The latest AMG GLE and GLS reports show Mercedes-AMG leaning on V8 muscle while it prepares a broader product blitz.

Black Mercedes-AMG GLE SUV shown in an official three-quarter front product render.
Product image from Mercedes-Benz Canada.

Mercedes-AMG keeps talking about the future, but the latest GLE and GLS news sounds very much like the present has not left the building.

Motor1’s reporting points to updated big AMG SUVs with V8 power and a wider product push over the next three years. The interesting part is not simply that powerful SUVs still exist. It is that AMG appears to be rebuilding its lineup with more than one answer: combustion, electrification, high-output hybrids, and eventually more dedicated electric performance cars.

That is less clean than an all-electric slogan. It is probably more realistic.

Why the V8 still matters

For AMG, the V8 is not just an engine layout. It is brand memory. Buyers of expensive AMG SUVs are buying speed, sound, towing confidence, presence, and a certain amount of theater.
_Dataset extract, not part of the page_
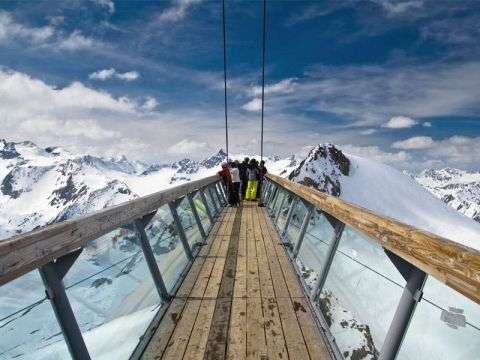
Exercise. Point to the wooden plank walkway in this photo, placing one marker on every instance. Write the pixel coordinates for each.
(240, 300)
An electric AMG can be brutally quick, but speed alone does not replace identity. The reported return of big V8 SUVs suggests Mercedes-AMG still believes some customers want performance that feels mechanical and familiar, even as emissions rules and electrification pressure the formula.

The product blitz is the real story

The over-27-model figure matters because AMG is not only refreshing one corner of the showroom. It is trying to reset the whole portfolio.

Strategy pieceWhat it signals
Updated V8 SUVsKeep profitable performance buyers engaged.
Hybrid performance techBridge emissions pressure without abandoning character.
More model varietyCompete directly with BMW M and Porsche across price points.
Future EVsBuild the next identity without rushing every buyer into it.

The risk

The risk is confusion. If AMG offers too many versions of performance at once, the badge can start to mean everything and nothing.

The better outcome is a lineup where each powertrain has a clear reason to exist: V8 for emotional flagship SUVs, hybrids for usable daily performance, and EVs for the next generation of fast Mercedes products.

Bottom line

The new AMG SUV story is not a retreat from electrification. It is a reminder that performance brands rarely move in a straight line.

AMG still has to build its electric future. But for now, the V8 remains one of the clearest ways it can tell buyers what an AMG is supposed to feel like.